What is the difference between "Redirection" and "Pipe"?

Pipe is used to pass output to another program or utility.

Redirect is used to pass output to either a file or stream.

Example: thing1 > thing2 vs thing1 | thing2

thing1 > thing2

  1. Your shell will run the program named thing1
  2. Everything that thing1 outputs will be placed in a file called thing2. (Note - if thing2 exists, it will be overwritten)

If you want to pass the output from program thing1 to a program called thing2, you could do the following:

thing1 > temp_file && thing2 < temp_file

which would

  1. run program named thing1
  2. save the output into a file named temp_file
  3. run program named thing2, pretending that the person at the keyboard typed the contents of temp_file as the input.

However, that's clunky, so they made pipes as a simpler way to do that. thing1 | thing2 does the same thing as thing1 > temp_file && thing2 < temp_file

EDIT to provide more details to question in comment:

If > tried to be both "pass to program" and "write to file", it could cause problems in both directions.

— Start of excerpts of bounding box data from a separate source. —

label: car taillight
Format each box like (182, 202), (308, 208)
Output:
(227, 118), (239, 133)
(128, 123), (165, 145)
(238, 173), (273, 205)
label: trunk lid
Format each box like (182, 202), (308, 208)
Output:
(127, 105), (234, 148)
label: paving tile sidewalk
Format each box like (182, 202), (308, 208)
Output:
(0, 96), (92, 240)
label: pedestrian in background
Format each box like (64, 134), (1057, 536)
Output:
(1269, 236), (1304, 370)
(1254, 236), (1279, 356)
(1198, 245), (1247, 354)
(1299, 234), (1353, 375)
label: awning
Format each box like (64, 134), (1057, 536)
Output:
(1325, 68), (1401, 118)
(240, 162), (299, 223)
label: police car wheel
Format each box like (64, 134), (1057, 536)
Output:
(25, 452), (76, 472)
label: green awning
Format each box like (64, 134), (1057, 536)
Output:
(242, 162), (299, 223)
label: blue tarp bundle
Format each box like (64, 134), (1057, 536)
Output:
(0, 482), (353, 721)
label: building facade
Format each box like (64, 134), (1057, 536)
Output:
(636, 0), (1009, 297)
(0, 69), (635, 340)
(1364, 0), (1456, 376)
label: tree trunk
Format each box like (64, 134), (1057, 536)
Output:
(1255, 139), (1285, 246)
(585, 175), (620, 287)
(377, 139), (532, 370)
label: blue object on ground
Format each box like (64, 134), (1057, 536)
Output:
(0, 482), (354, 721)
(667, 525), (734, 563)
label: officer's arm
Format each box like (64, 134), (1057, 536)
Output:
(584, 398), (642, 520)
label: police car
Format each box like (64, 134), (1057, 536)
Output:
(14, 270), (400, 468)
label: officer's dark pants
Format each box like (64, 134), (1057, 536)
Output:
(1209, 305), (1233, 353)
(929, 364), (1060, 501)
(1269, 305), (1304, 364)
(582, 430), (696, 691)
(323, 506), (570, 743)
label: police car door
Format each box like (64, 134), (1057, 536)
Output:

First example: You are trying to write to a file. There already exists a file with that name that you wish to overwrite. However, the file is executable. Presumably, it would try to execute this file, passing the input. You'd have to do something like write the output to a new filename, then rename the file.

Second example: As Florian Diesch pointed out, what if there's another command elsewhere in the system with the same name (that is in the execute path). If you intended to make a file with that name in your current folder, you'd be stuck.

Thirdly: if you mis-type a command, it wouldn't warn you that the command doesn't exist. Right now, if you type ls | gerp log.txt it will tell you bash: gerp: command not found. If > meant both, it would simply create a new file for you (then warn it doesn't know what to do with log.txt).


From the Unix and Linux System Administration Handbook:

Redirection

The shell interprets the symbols <,>, and >> as instructions to reroute a command's input or output to or from a file.

Pipes

To connect the STDOUT of one command to the STDIN of another use the | symbol, commonly known as a pipe.

So my interpretation is: If it's command to command, use a pipe. If you are outputting to or from a file use the redirect.


If the meaning of foo > bar would depend on whether there is a command named bar that would make using redirection a lot harder and more error prone: Every time I want to redirect to a file I first had to check whether there's a command named like my destination file.


There's a vital difference between the two operators:

  1. ls > log.txt --> This command sends the output to the log.txt file.

  2. ls | grep file.txt --> This command sends the output of the ls to grep command through the use of pipe (|), and the grep command searches for file.txt in the in the input provided to it by the previous command.

If you had to perform the same task using the first scenario, then it would be:

ls > log.txt; grep 'file.txt' log.txt

So a pipe (with |) is used to send the output to other command, whereas redirection (with >) is used to redirect the output to some file.